当事者発信の急速な拡大は幅広い世間の中に浸透し、その過程で、「発信する側」と「聴く側」の関係性のどこかが変質してきた。
井口高志氏はその変化のひとつに、本人と市民とのフェイスブックなどのSNSを通しての交流をあげる。そこでは本人とのカジュアルなやり取りがあり、そのことが協働的な本人発信のリアルを培っているとしている。
が、同時に、それはどこかで「発信する側」と「聴く側」の固定化で、「覚醒している当事者」と「教化され感動する聴く側」への分化もないわけではないだろう。
認知症の本人とのイベントで、ツーショットでピースサインする風景はこれまでにない当事者活動の広がりと親しみを引き起こしている。こうした変化は、退行ではないにしても、その拡散の方向性と深化をどう見ることができるだろうか。

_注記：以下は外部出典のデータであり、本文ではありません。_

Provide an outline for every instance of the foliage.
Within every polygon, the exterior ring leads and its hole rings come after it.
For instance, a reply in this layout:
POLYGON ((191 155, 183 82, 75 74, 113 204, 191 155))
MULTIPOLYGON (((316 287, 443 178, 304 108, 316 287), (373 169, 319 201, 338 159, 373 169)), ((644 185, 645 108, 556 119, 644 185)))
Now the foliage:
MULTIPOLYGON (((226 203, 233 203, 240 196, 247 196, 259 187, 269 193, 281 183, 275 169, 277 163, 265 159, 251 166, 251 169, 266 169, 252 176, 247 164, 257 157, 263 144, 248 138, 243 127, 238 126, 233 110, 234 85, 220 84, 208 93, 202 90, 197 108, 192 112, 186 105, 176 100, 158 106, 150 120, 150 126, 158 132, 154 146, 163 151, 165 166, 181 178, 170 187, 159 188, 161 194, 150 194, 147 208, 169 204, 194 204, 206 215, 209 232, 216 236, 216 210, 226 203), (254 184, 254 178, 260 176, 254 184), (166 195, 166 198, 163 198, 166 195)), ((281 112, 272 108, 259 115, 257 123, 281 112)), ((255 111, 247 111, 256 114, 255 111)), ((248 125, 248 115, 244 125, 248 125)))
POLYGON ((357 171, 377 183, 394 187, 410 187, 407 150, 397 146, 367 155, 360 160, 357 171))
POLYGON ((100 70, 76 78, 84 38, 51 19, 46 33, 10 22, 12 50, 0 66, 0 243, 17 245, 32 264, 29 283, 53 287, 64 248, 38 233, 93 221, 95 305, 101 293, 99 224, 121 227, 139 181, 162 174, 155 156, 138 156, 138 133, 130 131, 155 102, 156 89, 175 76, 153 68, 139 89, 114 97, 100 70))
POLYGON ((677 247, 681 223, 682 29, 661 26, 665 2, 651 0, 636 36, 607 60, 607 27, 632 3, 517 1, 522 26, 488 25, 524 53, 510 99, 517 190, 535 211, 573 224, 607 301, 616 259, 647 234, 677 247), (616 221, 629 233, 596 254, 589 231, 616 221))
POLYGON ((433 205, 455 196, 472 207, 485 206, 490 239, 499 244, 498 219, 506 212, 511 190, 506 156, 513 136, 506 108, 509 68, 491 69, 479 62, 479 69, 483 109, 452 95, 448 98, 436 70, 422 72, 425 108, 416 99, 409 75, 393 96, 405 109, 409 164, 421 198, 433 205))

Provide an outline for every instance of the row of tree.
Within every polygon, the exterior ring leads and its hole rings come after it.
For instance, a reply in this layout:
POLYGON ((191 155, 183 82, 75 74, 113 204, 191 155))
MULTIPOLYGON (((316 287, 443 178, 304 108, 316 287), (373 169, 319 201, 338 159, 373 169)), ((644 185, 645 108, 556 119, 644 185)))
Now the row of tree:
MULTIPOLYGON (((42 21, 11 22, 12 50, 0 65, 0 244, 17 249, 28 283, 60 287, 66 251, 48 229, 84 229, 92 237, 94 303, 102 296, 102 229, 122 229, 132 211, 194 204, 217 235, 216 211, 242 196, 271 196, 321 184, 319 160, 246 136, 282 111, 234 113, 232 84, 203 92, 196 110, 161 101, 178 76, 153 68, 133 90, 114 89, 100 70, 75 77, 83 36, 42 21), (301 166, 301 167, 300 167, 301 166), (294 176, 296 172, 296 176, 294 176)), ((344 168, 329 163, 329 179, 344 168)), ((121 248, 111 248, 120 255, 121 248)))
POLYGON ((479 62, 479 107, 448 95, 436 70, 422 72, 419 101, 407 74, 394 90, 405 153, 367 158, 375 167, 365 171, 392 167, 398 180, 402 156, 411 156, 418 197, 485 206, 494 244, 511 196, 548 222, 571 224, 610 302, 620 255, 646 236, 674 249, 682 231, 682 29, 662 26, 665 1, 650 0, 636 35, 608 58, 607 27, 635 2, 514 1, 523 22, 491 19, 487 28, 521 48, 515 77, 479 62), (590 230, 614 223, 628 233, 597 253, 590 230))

当事者の発信が影響を広げるにつれ、様々な論考で、認知症の人の声が「引用」される。
認知症の人の言葉の「引用」は、これまでの認知症論に説得力を加え、当事者発信へのアカデミアの認証ともなった。
が、どこか自分に都合の良い認知症の人の誘導と形成に使われていないか。無意識にでも、自分に都合の良い本人の声を選択的に引用することで当事者発信を消費していないか、自戒を含め慎重な自己検証がなければならないだろう。
認知症の人の発信した「希望宣言」を、彼らの希望宣言でなく、我らの希望宣言とするためには「対話」が必要だ。
いつも認知症の人の話が「素晴らしいお話」で閉じるのは語る本人の本意ではあるまい。認知症の当事者発信といっても一括りにできるわけではない。発信は個別であり、屈託、葛藤、不安も述べられている。
SNSの、和やかな親密に満ちた風景だけでなく、もっとぎごちなくどこかできしみもみせながら対話ができたらいい。つながりというものは、キレイなものだけでない。ほのかな緊張感の中で、主体性を持って語り合うことに踏み出す覚悟は、互いにあるか。
2017年5月に大阪で世界の認知症当事者を集めてのフォーラムを持った。そのメンバーの一人、丹野智文氏と前夜会食した際に、思い切って彼に尋ねた。
「こんな事を聞いていいのかどうかわからないのだが、丹野さんはいつも笑顔でというが、どこかで進行する自分を考えたことはないのか。それは不安ではないのか」
会食の場はシンとした。彼は、噛みしめるようにして答えた。
「それを考えるより、今現在をしっかりと過ごしていきたい」
それでその場は終わった。そうだろうなあとそうだろうかという思いは残ったが、それでも踏み込み過ぎたかと反省したりした。
翌日、大阪の会場で世界の認知症の当事者と語り合い、それぞれ最後の発言になった。丹野智文氏が、フォーラムついてコメントした後、彼はこう付け加えた。
「そして、これからやがて私も進行するかもしれない。何年か後に再びこうした機会があった時には、言葉もうまく出ないかもしれない。でも、そんな私を見続けて欲しい」
私は、胸がいっぱいになった。昨夜、あれからホテルの一室で彼はどんな思いを去来させたのだろう。笑顔でいることが自分の使命としてきた彼の心に何が灯ったのだろう。私は言葉につまったまま、笑顔でこちらを見つめる丹野氏の顔だけにうなずいていた。
いうまでもないことだが、私はここで心地よい物語を披露するつもりは毛頭ない。本当に本人の主体につながるのなら、こうした関係性の深化を社会全体のものにする段階だろう。実際、その後丹野氏はよく自身の進行について語り、その中で自立や自己決定、権利にも触れるようになったと私は思う。
認知症の当事者発信は、発信者の側というよりそれを聴く側との関係性を検証していく局面に入っている。聴く側の認知症の人への主体的な関わり、問題意識や成熟度が、実は当事者発信力を生み出し前進させていくものなのである。
「認知症の本人の声を聴く」、それは聴いた側の声を聴くことである。